Strip away the spectacle, and the World Cup answers the question most enterprises are still stuck on: whether they can get AI into production and keep it running. An HFS study found that 83% of enterprises remain in the early stages of AI adoption and only 17% have embedded it across their operations. Most are caught in pilot purgatory, where AI stalls at proof of concept and never scales.

The lesson the tournament makes obvious is that none of this works without a foundation. The Intelligent Command Center delivers because the data beneath it is connected. For a CIO, the first move is to unify fragmented data into one backbone before chasing AI features, because AI in production is impossible on top of fragmented systems.
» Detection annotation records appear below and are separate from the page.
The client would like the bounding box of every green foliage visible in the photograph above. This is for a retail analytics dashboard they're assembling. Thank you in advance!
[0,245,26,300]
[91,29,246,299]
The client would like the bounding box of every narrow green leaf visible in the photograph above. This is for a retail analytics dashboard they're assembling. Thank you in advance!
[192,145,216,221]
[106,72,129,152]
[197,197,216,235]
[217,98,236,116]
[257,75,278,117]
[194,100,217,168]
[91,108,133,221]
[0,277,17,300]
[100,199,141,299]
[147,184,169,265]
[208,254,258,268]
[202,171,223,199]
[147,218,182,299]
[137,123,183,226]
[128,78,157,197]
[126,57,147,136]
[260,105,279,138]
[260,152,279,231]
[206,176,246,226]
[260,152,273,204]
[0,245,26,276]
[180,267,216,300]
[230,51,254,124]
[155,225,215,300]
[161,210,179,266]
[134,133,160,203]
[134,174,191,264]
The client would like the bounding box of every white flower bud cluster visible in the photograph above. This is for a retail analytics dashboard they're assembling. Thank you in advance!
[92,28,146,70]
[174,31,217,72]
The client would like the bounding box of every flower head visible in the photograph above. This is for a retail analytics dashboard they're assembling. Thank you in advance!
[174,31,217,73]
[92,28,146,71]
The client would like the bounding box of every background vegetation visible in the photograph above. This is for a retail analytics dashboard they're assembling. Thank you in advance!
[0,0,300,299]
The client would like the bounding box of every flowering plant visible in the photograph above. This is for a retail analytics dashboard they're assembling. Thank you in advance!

But foundation alone is not enough. Closing the gap between AI ambition and production is not one an enterprise can buy its way across. It requires co-innovation with a partner that brings engineering depth, codified domain knowledge, and accountability for the outcome, not just a vendor optimizing against today’s KPIs. FIFA and Lenovo built shared IP that neither could create alone. As people-run services give way to Services-as-Software™ across the Global 2000, the arbitrage that defined IT for thirty years no longer differentiates. The partnership model does.

The Bottom Line: Enterprises stuck in experimentation are not failing in technology; they are failing to operationalize it. Production demands a connected data foundation and the right partner for co-innovation.

The FIFA World Cup 2026 is the most public test of whether AI can run in production at an enterprise scale, and Lenovo and FIFA are staking it in front of more than five billion people. What they show is how it is done with one platform, one connected data foundation, and one partner accountable for the outcome rather than a roster of vendors. Treat this tournament as a working blueprint and ask whether your own AI could survive the same test, with the whole world watching.

Those who treat the World Cup as a spectacle will be entertained. The CIOs who treat it as a playbook will lead the next generation of their enterprise.